We build a container image for this service:
docker build -t scan-expire https://github.com/evanx/scan-expire.git
We interactively run the service on our test Redis container:
docker run --name scan-expire-instance --rm -i \
--network=scan-expire-network \
-e host=$redisHost \
-e pattern='user:*' \
-e ttl=1 \
scan-expire
sleep 2
where since the ttl
is 1 second, we sleep for 2 seconds before checking the keys.

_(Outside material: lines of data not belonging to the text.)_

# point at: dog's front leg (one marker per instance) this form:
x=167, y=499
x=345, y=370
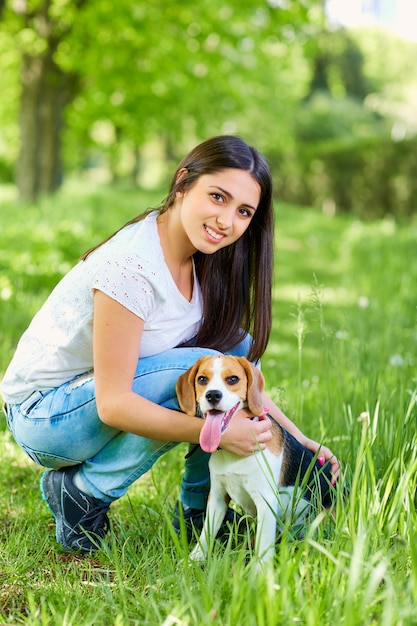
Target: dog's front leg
x=216, y=511
x=265, y=532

evan@dijkstra:~/scan-expire$ sh test/demo.sh
...
1 user:evanxsummers
1 user:other
...
+ redis-cli -h $redisHost keys '*'
1) "group:evanxsummers"
where we expired keys user:*
and so indeed only have group:evanxsummers
remaining.
Implementation
See lib/main.js
let cursor;
while (true) {
const [result] = await multiExecAsync(client, multi => {
multi.scan(cursor || 0, 'match', config.pattern);
});
cursor = parseInt(result[0]);
const keys = result[1];
count += keys.length;
if (config.limit > 0 && count > config.limit) {
console.error(clc.yellow('Limit reached. Try: limit=0'));
break;
}
const results = await multiExecAsync(client, multi => {
keys.forEach(key => multi.expire(key, config.ttl));
});
results.forEach((result, index) => {
console.log(clc.green(result), keys[index]);
});
if (cursor === 0) {
break;
}
}
Appication archetype
Incidently lib/index.js
uses the redis-app-rpf
application archetype.
require('redis-app-rpf')(require('./spec'), require('./main'));
where we extract the config
from process.env
according to the spec
and invoke our main
function.
See https://github.com/evanx/redis-app-rpf.
This provides lifecycle boilerplate to reuse across similar applications.